If not, then our list of neighbors needs to grow. “For if you love those who love you,” Jesus asks us, “what reward do you have? Do not even the tax collectors do the same?” (Matthew 5:46). Anyone can love lovely neighbors. But loving the hostile and the needy is a mark of Christlike grace.
What Is Love?
Perhaps the lawyer’s question (“Who is my neighbor?”) is not our own. Perhaps we know neighbor spreads over our fellow humans whole, impartial as the sky. But what of love? Here as well, Jesus will not let us narrow the definition to something doable apart from him.
One of the most profound descriptions of true neighbor-love appears in what we know as the Golden Rule:
Whatever you wish that others would do to you, do also to them, for this is the Law and the Prophets. (Matthew 7:12)
“This is the Law and the Prophets” bears a striking resemblance to Matthew 22:40, where Jesus says that “all the Law and the Prophets” depend on the two great commandments — suggesting that the Golden Rule offers the gold standard for neighbor-love. And what a standard it offers.
Here we find an active, practical love, a love that goes beyond well-wishing to well-doing. Here we find an imaginative love that gives time and thought to what would truly benefit another. Here we find a self-denying love that serves others regardless of how they have served us. And here we find a broad, capacious love, one whose limits extend to “whatever you wish.” “Love your neighbor” pushes us further outward than we often go, bidding us to put our neighbors at the forefront of our consciousness rather than treating them as the background characters to the play starring me.

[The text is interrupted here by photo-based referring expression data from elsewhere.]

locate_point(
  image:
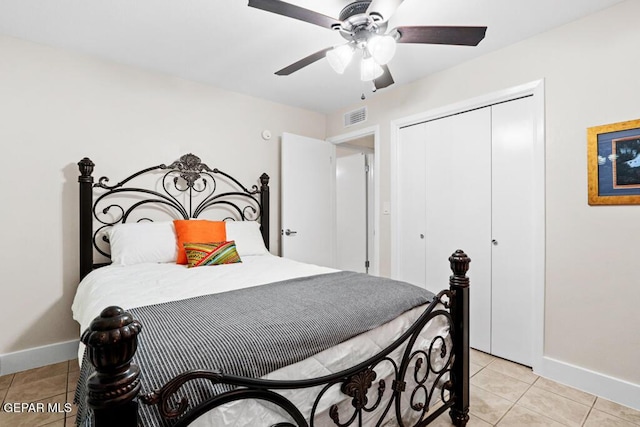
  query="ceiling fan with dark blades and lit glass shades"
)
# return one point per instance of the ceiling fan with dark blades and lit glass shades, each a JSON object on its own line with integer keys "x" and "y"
{"x": 363, "y": 24}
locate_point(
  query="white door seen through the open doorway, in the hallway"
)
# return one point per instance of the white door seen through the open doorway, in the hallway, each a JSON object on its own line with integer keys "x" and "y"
{"x": 351, "y": 213}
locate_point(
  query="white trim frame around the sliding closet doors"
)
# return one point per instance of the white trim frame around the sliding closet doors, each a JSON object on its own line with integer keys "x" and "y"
{"x": 535, "y": 88}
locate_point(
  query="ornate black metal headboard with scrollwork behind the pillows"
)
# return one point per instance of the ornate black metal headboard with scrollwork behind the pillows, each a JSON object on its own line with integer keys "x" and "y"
{"x": 184, "y": 189}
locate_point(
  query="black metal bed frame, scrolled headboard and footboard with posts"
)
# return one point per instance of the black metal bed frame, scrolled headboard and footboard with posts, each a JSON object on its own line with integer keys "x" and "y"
{"x": 111, "y": 340}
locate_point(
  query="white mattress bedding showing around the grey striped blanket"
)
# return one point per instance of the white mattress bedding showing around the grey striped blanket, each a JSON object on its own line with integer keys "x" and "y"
{"x": 145, "y": 284}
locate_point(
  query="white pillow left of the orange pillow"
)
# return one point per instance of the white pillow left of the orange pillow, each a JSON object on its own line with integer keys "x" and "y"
{"x": 139, "y": 242}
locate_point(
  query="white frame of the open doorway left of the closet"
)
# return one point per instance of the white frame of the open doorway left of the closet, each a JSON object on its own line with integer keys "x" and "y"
{"x": 346, "y": 137}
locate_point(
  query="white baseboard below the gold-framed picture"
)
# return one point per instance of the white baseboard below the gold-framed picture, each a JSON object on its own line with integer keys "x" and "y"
{"x": 610, "y": 388}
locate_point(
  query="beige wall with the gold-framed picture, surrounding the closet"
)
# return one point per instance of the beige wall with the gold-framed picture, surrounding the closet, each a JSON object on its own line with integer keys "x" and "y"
{"x": 591, "y": 77}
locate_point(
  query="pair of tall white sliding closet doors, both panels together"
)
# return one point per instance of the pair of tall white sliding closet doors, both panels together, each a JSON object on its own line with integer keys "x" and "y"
{"x": 477, "y": 168}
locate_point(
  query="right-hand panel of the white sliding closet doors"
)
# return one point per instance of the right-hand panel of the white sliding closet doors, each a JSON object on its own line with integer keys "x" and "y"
{"x": 512, "y": 224}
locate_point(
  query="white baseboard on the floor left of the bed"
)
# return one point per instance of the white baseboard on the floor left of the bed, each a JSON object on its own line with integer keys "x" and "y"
{"x": 38, "y": 356}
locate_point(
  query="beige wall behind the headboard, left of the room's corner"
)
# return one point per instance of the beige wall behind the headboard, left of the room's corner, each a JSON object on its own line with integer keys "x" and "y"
{"x": 57, "y": 107}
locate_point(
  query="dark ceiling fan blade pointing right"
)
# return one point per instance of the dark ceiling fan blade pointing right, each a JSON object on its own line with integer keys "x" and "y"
{"x": 462, "y": 36}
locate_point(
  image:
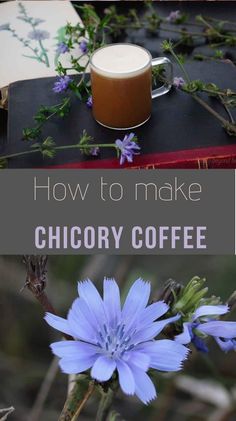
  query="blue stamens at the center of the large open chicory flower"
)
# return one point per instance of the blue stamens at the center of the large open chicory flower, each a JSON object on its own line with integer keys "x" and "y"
{"x": 115, "y": 341}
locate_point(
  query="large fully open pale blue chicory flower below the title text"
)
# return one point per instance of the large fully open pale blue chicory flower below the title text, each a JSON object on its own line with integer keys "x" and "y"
{"x": 109, "y": 337}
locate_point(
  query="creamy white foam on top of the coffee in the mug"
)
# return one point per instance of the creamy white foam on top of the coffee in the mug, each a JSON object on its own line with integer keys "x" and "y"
{"x": 119, "y": 60}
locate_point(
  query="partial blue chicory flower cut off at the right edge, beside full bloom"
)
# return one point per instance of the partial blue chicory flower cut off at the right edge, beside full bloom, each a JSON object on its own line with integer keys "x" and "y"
{"x": 205, "y": 322}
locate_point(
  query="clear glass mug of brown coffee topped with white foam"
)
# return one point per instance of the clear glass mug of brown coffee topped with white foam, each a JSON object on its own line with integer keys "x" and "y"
{"x": 121, "y": 80}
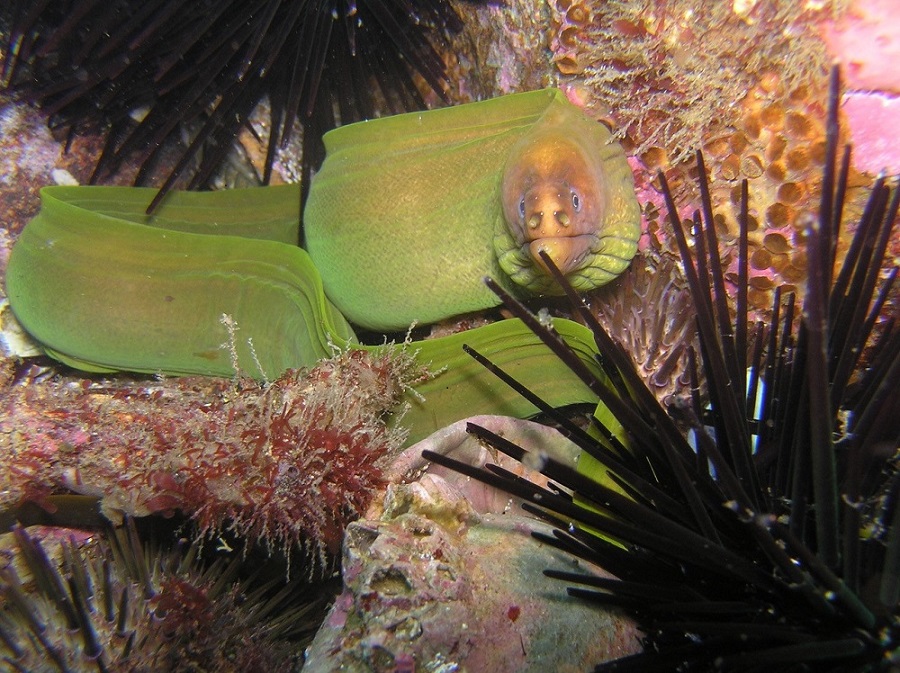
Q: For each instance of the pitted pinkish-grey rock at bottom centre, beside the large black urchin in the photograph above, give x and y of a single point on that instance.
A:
(432, 585)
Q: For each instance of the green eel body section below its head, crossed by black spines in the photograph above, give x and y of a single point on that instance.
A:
(465, 387)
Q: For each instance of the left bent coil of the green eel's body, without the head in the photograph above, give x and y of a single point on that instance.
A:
(102, 291)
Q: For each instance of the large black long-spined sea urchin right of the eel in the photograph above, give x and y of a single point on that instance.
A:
(772, 543)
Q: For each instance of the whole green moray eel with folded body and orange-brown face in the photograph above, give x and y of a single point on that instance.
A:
(403, 221)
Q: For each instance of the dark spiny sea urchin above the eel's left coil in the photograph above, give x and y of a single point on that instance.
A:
(140, 71)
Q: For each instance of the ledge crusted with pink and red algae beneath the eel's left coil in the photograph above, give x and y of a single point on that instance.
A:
(287, 463)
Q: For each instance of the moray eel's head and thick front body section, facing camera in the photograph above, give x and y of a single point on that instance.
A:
(406, 215)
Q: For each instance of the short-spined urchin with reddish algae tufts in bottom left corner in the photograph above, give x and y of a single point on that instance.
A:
(124, 605)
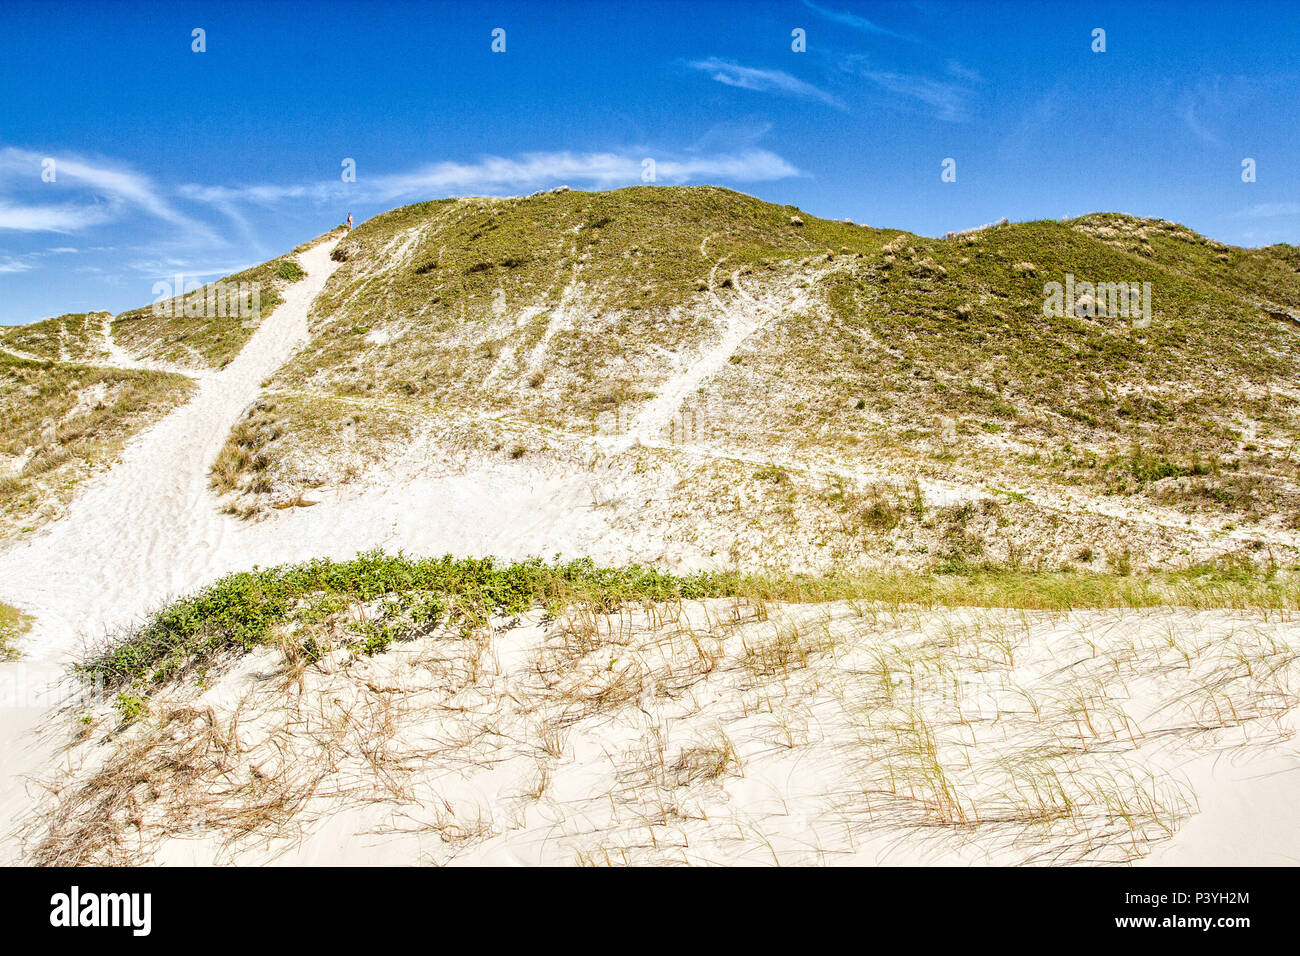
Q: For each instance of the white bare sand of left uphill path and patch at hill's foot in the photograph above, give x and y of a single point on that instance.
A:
(150, 530)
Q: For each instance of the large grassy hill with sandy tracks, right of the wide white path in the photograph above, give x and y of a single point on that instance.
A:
(850, 377)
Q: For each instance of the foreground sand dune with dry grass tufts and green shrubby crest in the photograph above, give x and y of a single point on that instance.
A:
(655, 729)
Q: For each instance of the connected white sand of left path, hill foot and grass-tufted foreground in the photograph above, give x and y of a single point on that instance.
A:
(707, 733)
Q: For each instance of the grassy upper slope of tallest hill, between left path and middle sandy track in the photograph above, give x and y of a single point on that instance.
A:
(427, 302)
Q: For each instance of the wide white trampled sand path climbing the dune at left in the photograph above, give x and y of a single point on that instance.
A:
(149, 527)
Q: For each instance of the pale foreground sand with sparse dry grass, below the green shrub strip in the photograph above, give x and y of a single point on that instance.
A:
(714, 733)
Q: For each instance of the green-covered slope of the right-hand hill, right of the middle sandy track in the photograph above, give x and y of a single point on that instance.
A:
(955, 330)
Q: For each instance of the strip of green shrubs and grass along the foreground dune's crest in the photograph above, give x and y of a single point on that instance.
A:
(367, 604)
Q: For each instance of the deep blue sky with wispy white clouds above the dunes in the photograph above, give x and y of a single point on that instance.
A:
(168, 161)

So, along with asking whom we love, we might ask how we love. Does our love regularly inconvenience us? Does it flow from a heart warm with desire for another’s welfare in Christ? Does it take shape in concrete action rather than remaining in the mouth or imagination? And for the task-oriented among us: Do our to-do lists include the varied needs of others, and not only our own?
He Neighbored Among Us
When Jesus commands us to love our neighbor as ourselves, then, he tells us to love all our neighbors — including enemies and the needy. And he tells us to really love them — applying to them the measure of our self-love. Such love, however imperfect (and imperfect it will be till heaven), infallibly marks those who truly love God.
Yet if the first commandment becomes visible through the second, the second becomes possible only through the first. Jesus commands a deeper love than our fallen hearts can offer. He commands a love that comes from God — indeed, a love that comes from the very God who became our neighbor. Jesus, to show us this righteousness and to be for us this righteousness, came and neighbored among us.
In him, we see flawless neighbor-love unfold amid a demanding life. Here is one who loved the enemy and the outsider, who healed centurions’ sons and sought Samaritan sinners. Here is one who loved others as himself, allowing endless needs and persistent pleas to interrupt his days and infringe on his rest. Here is one who loved his neighbor even when that neighbor held a hammer and nails to his skin.
More than that, here is one who loved us — needier than a half-dead man on the roadside, more hostile than any enemy we’ve known. Only love such as his can bend our hearts away from religious formalism to obey the first commandment. And only love such as his can fill our hearts enough to obey the second. Loving our neighbors as ourselves flows from being loved by Jesus, deeply and daily.
“Let every Christian take up the duty of Christian love with tenfold seriousness,” the Scottish pastor Maurice Roberts once wrote. And let him do it by beholding Jesus with tenfold attention, devotion, and love.